Members of the Egyptian startup business KHALED DESOUKI/AFP/Getty Images

Une nouvelle économie pour le Moyen-Orient et l’Afrique du Nord

WASHINGTON – Les pays du Moyen-Orient et de l’Afrique du Nord (MENA) possèdent tous les atouts nécessaires pour faire un grand bond dans l’avenir numérique. Leur population est jeune, instruite et déjà largement convertie aux nouvelles technologies digitales et mobiles. Cette conjonction de facteurs favorables pourrait insuffler un élan formidable à la croissance et à la création d’emplois… ou pas.

Les dépenses publiques, sur lesquelles reposait jusqu’alors le développement de ces pays, ont atteint leur limite. Le secteur public ne pouvant plus absorber les diplômés de l’université, toujours plus nombreux, la région MENA affiche aujourd’hui l’un des taux de chômage des jeunes parmi les plus élevés du monde.

L’économie numérique offre la perspective d’un changement de cap, mais son potentiel est encore loin d’être exploité, et les jeunes rencontrent des difficultés pour utiliser la technologie à des fins productives. Alors que l’usage d’internet et des smartphones s’est généralisé dans la région, les jeunes s’en servent plus pour accéder aux réseaux sociaux que pour se lancer dans l’entrepreneuriat.

Certaines initiatives sont cependant prometteuses. Par exemple, la start-up Careem, une application mobile qui met en relation des conducteurs et des passagers, pèse aujourd’hui plusieurs milliards de dollars et crée des milliers d’emplois dans 80 villes, au sein de la région MENA, mais aussi au Pakistan et en Turquie. Sont également apparues des plateformes numériques qui rapprochent demandeurs d’emploi et employeurs, organisent des formations professionnelles ou proposent des services d’incubation pour les start-up. À présent, l’enjeu est de créer les conditions qui permettront le développement et la multiplication de ce type d’initiatives.

La première étape essentielle consiste à devenir ce que Joseph Stiglitz, prix Nobel d’économie, a appelé des « sociétés apprenantes », dans lesquelles le savoir partagé encourage l’innovation et, partant, le développement. Dans le cas de la région MENA, cette transition pourrait favoriser l’émergence d’une nouvelle économie dynamique fondée sur les services numériques.

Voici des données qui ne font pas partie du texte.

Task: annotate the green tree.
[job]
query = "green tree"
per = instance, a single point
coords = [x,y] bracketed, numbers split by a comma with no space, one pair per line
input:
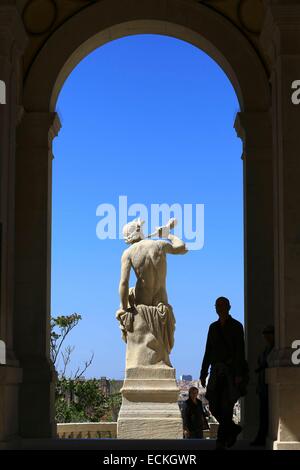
[77,399]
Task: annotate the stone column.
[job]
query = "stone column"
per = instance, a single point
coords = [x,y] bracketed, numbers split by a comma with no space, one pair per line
[254,128]
[281,40]
[33,264]
[12,43]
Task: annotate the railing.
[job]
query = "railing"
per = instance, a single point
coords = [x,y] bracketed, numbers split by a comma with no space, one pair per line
[107,430]
[87,430]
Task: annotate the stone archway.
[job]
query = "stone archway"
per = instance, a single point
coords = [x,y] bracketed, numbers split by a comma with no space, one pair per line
[73,40]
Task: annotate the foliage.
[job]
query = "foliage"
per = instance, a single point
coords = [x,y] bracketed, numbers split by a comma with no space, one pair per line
[76,399]
[61,327]
[79,401]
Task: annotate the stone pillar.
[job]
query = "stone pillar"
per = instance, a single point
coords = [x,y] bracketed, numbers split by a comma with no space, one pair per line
[12,43]
[33,264]
[281,40]
[254,128]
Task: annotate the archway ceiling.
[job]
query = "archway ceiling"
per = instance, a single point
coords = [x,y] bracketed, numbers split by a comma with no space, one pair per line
[42,17]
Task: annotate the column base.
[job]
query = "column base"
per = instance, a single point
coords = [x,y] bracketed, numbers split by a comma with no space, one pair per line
[10,378]
[284,410]
[150,405]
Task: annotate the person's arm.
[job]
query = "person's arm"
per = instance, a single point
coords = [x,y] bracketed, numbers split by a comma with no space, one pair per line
[206,359]
[124,281]
[185,420]
[176,247]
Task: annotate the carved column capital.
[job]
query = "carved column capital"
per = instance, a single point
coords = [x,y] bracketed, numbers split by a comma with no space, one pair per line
[13,38]
[255,130]
[281,30]
[38,128]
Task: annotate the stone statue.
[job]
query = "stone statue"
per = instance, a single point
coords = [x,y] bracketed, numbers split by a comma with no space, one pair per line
[146,318]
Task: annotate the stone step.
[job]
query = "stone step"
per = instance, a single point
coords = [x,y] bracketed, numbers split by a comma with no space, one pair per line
[124,444]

Pour atteindre cet objectif, les pays de la région devront réformer leurs systèmes éducatifs. Pour les jeunes de la région, les études se révèlent souvent plus une source de frustration qu’un facteur de progrès. D’après la théorie de la « prime à la compétence », mesurée par l’écart entre les salaires des travailleurs qualifiés et ceux des travailleurs non qualifiés, un niveau d’études plus élevé devrait se traduire par une meilleure rémunération et une plus grande sécurité de l’emploi. Or, c’est l’inverse qui se produit dans la région MENA, où les diplômés de l’université risquent bien plus que les personnes sans qualification de se retrouver au chômage.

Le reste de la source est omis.